We scurry past a grassy area and make it to the outside corner of one of the buildings. Otto leans around the side of the building and points excitedly. “There,” she whispers. “The U-shaped tree.” I peer into the gap between the two buildings and spot the tree standing near the beginning of a short path that leads to the door of a tall triangular building with high, silver-tinted windows.
The Security Station.
Without hesitation, I stride out toward the tree. I’m halfway from the corner to the tree when a flash of silver catches the corner of my eye. My gut seizes as I spin and thrust a hand out toward the rest of the group. A lone service Drone is standing barely ten meters away, its featureless black mask staring right at me. It was hidden behind the far corner of the building to the left, and I didn’t see it until it was too late. Everyone freezes, their eyes wide with fear. I furiously bat the air with my hand, and they scuttle backward. I stand my ground. I can easily take out a service Drone, but fighting it is the least of my worries. I’m much more concerned that right now this Drone is calling its big brothers. Its big, scary brothers with the guns. I plant my feet, clench my fists, grit my teeth, and wait for the alarms and the bellowing orders of termination.
But none of it comes.
I stare at the Drone. The Drone stares back. I take a step toward it. It doesn’t move at all.
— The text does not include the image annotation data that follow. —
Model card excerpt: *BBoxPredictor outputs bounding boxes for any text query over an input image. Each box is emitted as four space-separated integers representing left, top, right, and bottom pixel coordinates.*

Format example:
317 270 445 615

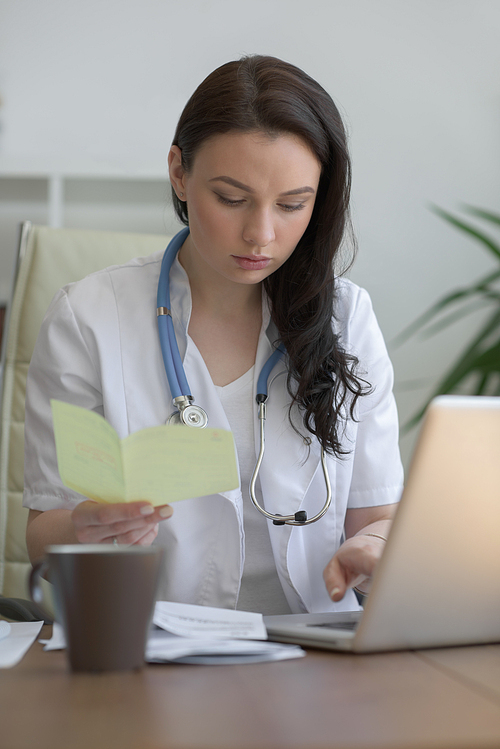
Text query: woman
24 56 402 613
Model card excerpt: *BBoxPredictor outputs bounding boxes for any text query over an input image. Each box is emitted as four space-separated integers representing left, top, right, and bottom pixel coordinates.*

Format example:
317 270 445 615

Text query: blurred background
0 0 500 464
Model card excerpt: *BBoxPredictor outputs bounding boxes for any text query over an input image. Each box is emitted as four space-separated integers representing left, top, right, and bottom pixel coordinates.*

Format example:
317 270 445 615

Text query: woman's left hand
323 533 385 601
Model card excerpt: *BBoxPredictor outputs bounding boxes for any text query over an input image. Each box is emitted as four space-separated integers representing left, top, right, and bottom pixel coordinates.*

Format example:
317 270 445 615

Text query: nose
243 208 275 247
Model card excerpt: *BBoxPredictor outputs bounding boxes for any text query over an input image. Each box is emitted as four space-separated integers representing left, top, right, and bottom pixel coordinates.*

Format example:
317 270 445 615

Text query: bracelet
361 533 387 542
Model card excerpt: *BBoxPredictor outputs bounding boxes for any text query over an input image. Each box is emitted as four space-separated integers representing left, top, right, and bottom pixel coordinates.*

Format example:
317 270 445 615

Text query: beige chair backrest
0 223 168 598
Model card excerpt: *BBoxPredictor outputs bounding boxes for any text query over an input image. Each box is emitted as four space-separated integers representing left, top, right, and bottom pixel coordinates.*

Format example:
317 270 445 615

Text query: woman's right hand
71 500 173 546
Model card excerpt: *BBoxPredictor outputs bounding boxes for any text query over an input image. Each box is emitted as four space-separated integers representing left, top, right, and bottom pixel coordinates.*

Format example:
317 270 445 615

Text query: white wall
0 0 500 468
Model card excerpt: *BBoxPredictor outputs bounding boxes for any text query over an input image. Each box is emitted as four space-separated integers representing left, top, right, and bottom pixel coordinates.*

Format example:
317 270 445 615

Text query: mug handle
28 559 52 621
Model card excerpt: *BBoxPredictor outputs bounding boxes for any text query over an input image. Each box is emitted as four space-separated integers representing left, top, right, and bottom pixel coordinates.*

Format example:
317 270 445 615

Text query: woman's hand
323 533 385 601
71 500 173 546
323 505 397 601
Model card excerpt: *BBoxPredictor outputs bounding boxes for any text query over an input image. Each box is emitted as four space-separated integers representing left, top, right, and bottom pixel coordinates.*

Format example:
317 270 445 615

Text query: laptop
264 396 500 653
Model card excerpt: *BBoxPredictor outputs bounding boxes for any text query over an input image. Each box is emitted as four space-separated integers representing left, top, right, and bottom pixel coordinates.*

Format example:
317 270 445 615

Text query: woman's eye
280 203 306 211
216 193 245 206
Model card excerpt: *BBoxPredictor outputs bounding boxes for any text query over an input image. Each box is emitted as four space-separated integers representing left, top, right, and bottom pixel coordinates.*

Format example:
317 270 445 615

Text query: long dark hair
172 55 369 457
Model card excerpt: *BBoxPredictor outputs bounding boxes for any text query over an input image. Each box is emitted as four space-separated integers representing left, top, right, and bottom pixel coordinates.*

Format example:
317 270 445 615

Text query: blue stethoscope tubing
156 227 332 525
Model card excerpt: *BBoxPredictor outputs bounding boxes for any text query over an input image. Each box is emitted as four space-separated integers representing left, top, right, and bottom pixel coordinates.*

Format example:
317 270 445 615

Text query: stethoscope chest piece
167 395 208 429
167 406 208 429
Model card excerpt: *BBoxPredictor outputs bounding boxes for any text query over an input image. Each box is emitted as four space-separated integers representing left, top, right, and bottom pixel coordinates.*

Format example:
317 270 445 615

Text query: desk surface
0 628 500 749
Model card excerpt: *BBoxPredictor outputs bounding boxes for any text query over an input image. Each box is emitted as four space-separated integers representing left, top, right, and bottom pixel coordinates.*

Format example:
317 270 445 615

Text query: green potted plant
396 206 500 430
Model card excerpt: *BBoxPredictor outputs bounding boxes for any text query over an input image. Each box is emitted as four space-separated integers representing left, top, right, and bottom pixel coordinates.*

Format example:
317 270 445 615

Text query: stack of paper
45 601 305 665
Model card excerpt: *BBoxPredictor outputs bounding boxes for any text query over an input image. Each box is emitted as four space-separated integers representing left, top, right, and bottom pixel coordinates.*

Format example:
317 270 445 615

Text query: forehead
192 131 321 189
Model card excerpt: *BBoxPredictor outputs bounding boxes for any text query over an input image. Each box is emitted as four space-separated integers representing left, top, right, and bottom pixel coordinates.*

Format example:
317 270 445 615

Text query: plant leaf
401 310 500 434
464 205 500 226
431 205 500 260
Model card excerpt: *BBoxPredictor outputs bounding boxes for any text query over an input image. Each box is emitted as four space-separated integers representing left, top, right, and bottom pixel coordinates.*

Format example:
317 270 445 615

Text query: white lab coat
24 245 403 613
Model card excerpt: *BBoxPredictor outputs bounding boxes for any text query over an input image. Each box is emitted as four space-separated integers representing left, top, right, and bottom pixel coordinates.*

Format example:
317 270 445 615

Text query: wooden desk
0 628 500 749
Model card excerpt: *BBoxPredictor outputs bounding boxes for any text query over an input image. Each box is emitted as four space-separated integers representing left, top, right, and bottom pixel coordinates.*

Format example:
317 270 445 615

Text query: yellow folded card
50 400 239 505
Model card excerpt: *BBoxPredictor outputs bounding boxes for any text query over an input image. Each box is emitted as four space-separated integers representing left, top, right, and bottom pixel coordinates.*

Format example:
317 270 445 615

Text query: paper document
153 601 267 640
51 400 239 505
0 622 43 668
44 601 306 666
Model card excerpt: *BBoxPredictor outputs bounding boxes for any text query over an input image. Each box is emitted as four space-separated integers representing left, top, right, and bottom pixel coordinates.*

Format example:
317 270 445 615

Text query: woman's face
169 132 321 284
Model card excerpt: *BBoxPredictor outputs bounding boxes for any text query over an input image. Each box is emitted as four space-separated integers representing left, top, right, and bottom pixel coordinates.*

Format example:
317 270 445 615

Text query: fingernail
140 505 155 515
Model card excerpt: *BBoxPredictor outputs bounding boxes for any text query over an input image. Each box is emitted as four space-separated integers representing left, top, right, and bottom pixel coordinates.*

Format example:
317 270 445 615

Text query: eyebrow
209 176 316 197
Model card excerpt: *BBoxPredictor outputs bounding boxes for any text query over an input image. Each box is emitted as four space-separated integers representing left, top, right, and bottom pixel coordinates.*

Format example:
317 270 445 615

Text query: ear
168 146 186 201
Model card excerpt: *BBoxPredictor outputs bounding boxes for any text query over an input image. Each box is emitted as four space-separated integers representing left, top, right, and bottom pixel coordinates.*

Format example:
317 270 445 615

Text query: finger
72 500 173 528
323 556 348 602
104 523 158 546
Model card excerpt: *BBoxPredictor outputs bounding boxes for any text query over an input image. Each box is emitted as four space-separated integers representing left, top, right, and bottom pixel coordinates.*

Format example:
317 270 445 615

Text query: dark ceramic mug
29 544 163 671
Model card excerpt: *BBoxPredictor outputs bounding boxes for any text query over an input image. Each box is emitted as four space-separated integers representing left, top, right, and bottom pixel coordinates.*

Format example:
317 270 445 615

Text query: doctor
24 56 402 614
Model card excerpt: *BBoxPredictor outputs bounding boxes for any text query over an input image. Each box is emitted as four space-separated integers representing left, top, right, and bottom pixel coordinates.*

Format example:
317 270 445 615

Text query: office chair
0 222 168 618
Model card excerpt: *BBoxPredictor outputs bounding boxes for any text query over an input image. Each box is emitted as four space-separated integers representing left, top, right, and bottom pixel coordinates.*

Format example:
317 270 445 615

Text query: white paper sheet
153 601 267 640
146 629 306 666
0 622 43 668
44 601 306 665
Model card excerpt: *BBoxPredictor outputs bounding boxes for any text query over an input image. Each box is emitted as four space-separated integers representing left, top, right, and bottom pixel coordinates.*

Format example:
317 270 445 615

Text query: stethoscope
156 228 332 525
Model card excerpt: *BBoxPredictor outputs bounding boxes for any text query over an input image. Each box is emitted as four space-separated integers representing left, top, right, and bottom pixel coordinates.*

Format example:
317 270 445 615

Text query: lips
233 255 271 270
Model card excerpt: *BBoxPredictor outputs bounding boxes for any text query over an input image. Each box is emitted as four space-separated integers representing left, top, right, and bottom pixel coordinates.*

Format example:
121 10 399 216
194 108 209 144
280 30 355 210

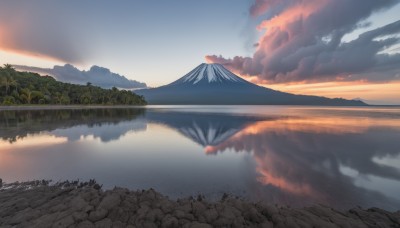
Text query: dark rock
161 215 179 228
190 222 212 228
0 180 400 228
76 221 95 228
203 208 218 223
99 193 121 210
94 218 112 228
89 207 108 222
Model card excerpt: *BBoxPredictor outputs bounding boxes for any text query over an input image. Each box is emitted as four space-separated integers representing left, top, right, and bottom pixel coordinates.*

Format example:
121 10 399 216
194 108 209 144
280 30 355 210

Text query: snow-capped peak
173 63 247 85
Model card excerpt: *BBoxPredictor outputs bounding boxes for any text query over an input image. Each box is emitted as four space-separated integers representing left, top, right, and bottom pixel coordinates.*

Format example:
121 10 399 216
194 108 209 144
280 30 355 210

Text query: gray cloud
206 0 400 83
0 0 90 63
14 64 147 89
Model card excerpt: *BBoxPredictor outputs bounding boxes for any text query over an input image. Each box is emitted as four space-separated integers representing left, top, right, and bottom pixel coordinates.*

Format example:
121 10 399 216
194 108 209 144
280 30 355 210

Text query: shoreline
0 180 400 228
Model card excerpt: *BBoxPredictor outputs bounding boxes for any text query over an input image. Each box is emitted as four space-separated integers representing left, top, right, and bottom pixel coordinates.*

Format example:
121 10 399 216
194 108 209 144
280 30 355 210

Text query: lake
0 106 400 211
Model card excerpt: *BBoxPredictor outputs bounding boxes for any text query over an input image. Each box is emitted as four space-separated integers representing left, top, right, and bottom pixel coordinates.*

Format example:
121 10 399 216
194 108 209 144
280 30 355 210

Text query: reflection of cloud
146 111 261 147
0 108 146 142
0 134 68 150
207 117 400 209
51 119 147 142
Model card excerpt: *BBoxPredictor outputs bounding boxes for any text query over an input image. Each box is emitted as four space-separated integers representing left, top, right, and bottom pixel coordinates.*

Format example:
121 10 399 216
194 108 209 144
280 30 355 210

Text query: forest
0 64 146 105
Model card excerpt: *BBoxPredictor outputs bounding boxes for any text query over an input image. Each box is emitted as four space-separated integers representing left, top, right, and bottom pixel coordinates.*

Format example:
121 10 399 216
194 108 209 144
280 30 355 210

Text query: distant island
135 63 367 106
0 64 147 105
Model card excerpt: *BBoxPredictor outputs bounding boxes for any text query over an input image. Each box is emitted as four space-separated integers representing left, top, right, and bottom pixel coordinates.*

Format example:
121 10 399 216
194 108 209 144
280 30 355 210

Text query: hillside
0 64 146 105
135 63 366 106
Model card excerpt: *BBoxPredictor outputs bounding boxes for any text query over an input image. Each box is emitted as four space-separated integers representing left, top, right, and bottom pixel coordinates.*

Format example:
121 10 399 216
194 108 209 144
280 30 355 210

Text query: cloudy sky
0 0 400 104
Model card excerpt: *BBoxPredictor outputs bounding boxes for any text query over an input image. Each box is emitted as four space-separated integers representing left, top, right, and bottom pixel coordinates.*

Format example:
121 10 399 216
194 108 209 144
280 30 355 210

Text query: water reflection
0 107 400 210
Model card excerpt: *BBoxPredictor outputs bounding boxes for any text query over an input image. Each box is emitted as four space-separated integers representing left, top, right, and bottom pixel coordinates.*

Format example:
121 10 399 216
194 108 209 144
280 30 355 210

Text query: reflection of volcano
146 111 265 147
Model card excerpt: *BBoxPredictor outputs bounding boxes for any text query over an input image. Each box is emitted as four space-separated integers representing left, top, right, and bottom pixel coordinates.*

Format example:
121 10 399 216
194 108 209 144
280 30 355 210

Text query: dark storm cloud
15 64 147 89
206 0 400 83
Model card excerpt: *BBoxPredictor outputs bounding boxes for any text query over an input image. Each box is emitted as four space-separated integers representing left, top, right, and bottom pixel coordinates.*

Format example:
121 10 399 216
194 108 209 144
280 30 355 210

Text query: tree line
0 64 146 105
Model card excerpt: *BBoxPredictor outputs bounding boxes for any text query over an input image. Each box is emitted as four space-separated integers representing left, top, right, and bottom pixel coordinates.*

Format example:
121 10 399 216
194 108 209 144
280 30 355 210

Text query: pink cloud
206 0 400 83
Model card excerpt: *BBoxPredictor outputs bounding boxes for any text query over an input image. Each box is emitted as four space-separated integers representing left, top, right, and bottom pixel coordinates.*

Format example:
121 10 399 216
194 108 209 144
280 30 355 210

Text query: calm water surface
0 106 400 211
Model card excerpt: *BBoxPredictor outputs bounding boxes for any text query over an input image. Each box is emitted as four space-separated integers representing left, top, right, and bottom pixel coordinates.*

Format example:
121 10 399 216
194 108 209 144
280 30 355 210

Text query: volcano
135 63 366 106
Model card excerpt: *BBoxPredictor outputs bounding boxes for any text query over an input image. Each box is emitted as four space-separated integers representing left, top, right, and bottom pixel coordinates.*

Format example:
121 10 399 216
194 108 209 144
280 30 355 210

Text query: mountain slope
135 63 366 105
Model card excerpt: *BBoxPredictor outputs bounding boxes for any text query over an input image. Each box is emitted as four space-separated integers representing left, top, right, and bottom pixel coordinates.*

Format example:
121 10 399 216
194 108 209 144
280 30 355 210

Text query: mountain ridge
135 63 366 106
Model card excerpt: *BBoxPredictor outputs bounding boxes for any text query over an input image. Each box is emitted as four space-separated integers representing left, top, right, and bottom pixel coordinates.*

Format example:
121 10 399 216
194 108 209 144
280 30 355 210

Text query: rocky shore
0 179 400 228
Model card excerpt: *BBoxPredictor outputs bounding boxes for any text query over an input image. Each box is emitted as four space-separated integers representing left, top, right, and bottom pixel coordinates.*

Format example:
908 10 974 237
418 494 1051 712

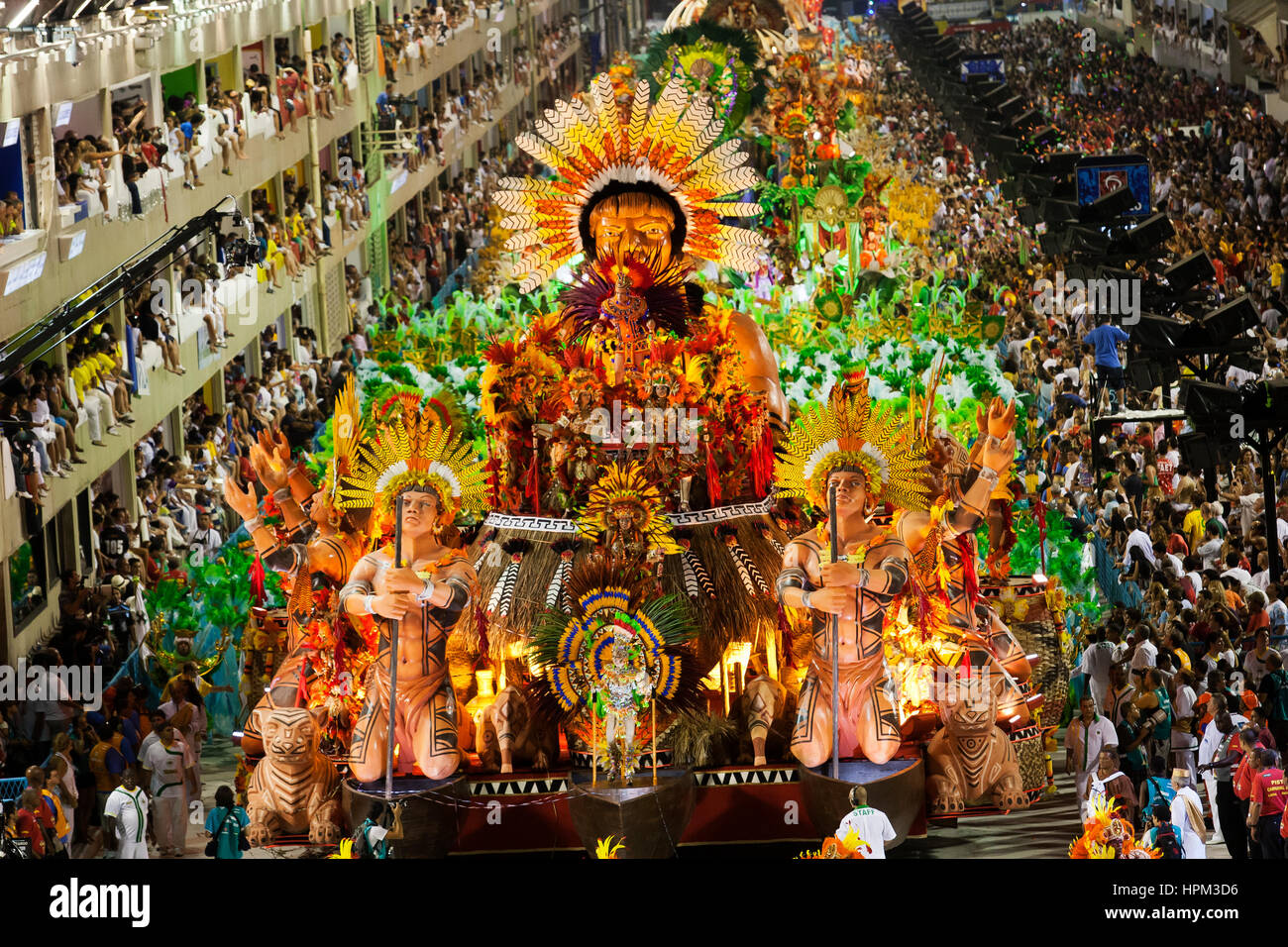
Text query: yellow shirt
68 361 98 404
1181 510 1203 556
161 674 214 701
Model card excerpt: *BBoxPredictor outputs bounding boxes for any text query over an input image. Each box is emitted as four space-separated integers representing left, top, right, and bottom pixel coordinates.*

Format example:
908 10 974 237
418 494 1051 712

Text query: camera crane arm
0 196 259 389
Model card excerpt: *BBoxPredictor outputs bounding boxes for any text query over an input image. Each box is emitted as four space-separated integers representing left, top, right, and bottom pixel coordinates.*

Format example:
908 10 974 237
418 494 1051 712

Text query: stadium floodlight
9 0 40 30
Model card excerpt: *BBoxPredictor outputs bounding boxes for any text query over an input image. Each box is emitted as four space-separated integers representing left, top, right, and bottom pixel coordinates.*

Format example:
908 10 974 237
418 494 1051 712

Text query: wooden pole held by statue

I tilt my head, squinting at it from the top of its head to its feet and back again. Its mask is black, not red. My hands relax, and I sigh with relief. The Drone is off-line.
I throw an OK sign at the others, who are all peeking at me from the corner of the building, and they cautiously approach. The moment Margaux sees the Drone, she lets out a closemouthed peep, but everyone else keep their nerves in check as we quietly move on, past the tree and along the path to the front door of the Security Station.
The entrance is a pair of sliding doors with a fingerprint scanner, and not surprisingly, it doesn’t open as we approach. With the computer malfunctioning, everything in this courtyard seems to be devoid of power and eerily dead. I cup my hands around my eyes and press my nose against the door, but I can’t see anything through the silver-tinted glass. “Brody,” I whisper. “A little help?”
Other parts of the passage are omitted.